UPDATED: March 25 1:39 p.m.: As a rhetorical device, repetition is used for emphasis, often to ramp up an audience’s emotions. On social media, it can make you look like an earnest robot.
“Our neighborhood continues to grow!” 1407 Broadway has declared on Twitter more than a dozen times since November, linking to a story by The Real Deal about a new hotel coming to the Garment District. The account, @1407bway, has guided its audience to the “elusive, perfect donut” five times and has pointed out that the “world is changing every day with new#technology” on 10 occasions.
Last year the building’s marketing team, led by Nickerson PR, launched what it billed as an aggressive social media campaign to highlight Shorenstein Properties’ $30 million renovation of the building and attract a new crop of young, tech-inclined tenants. The idea, as TRD detailed in October, was to enliven what had been a “sleepy” commercial building and connect it with its surrounding neighborhood. What’s emerged, however, is a series of generic, rah-rah tweets reused — often more than five times — mixed in with some shout-outs to neighboring businesses and plugs for the building’s available leasing space.
The account also occasionally recycles tweets used by Center Plaza, a Shorenstein-owned building in Boston that also counts CBRE and Nickerson as part of its leasing and marketing teams, respectively.
Bridget Kelly, director of client engagement at Nickerson, said that the tweets are repeated to assure that they reach the maximum number of people possible and work to reinforce the building’s brand. Shorenstein is looking to attract entrepreneurs and tech tenants, so the team posts inspirational quotes and tech-related news, she said. Repetition is a common social media marketing strategy, she insisted, as is using evergreen content to draw a diversity of users.
“Coca-Cola doesn’t spend their resources to run an ad once and only once,” Kelly said, who noted the account has nearly 2,800 followers and 1,000 likes and retweets. “I would almost liken content placement to that kind of marketing strategy. In everything we’re doing we’re hoping to give a personality to the building.”

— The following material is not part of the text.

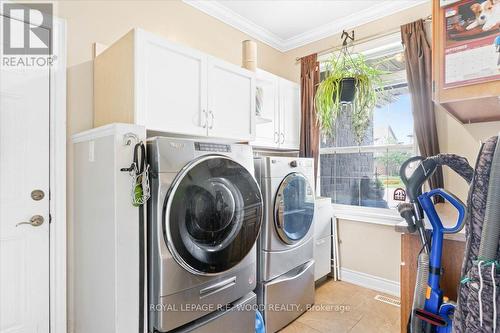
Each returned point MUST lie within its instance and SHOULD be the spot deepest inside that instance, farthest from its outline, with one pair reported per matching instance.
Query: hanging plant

(After the story was published, Nickerson provided the following chart detailing their campaign:)
Never mind that the personality that emerges is akin to a millennial avatar of Jimmy Two Times, minus the swagger.
Obviously, @1407bway isn’t the only social account that recycles content. According to Peter Shankman, a social media and digital marketing expert, repeating posts is fairly common among marketing teams that realize a social media presence is necessary but fail to establish a real connection with their intended audience and simply churn out content.
“It’s pretty sad. Unfortunately, it’s not uncommon,” Shankman said. “People get on social media, and then realize that they have to do something.”
Another property with a similar Twitter campaign, RXR Realty’s Starrett-Lehigh Building, also sometimes repeats itself (the building REALLY wants a Snapchat geofilter), but it tends to focus on information pertaining to the building and its tenants. When asked about 1407 Broadway, Shankman said that using the same content over and over again isn’t valuable to the audience and doesn’t necessarily boost a brand.
“Having an audience is a privilege, not a right,” he said. “I could stare at the mirror and say how awesome I am, but who’s listening?”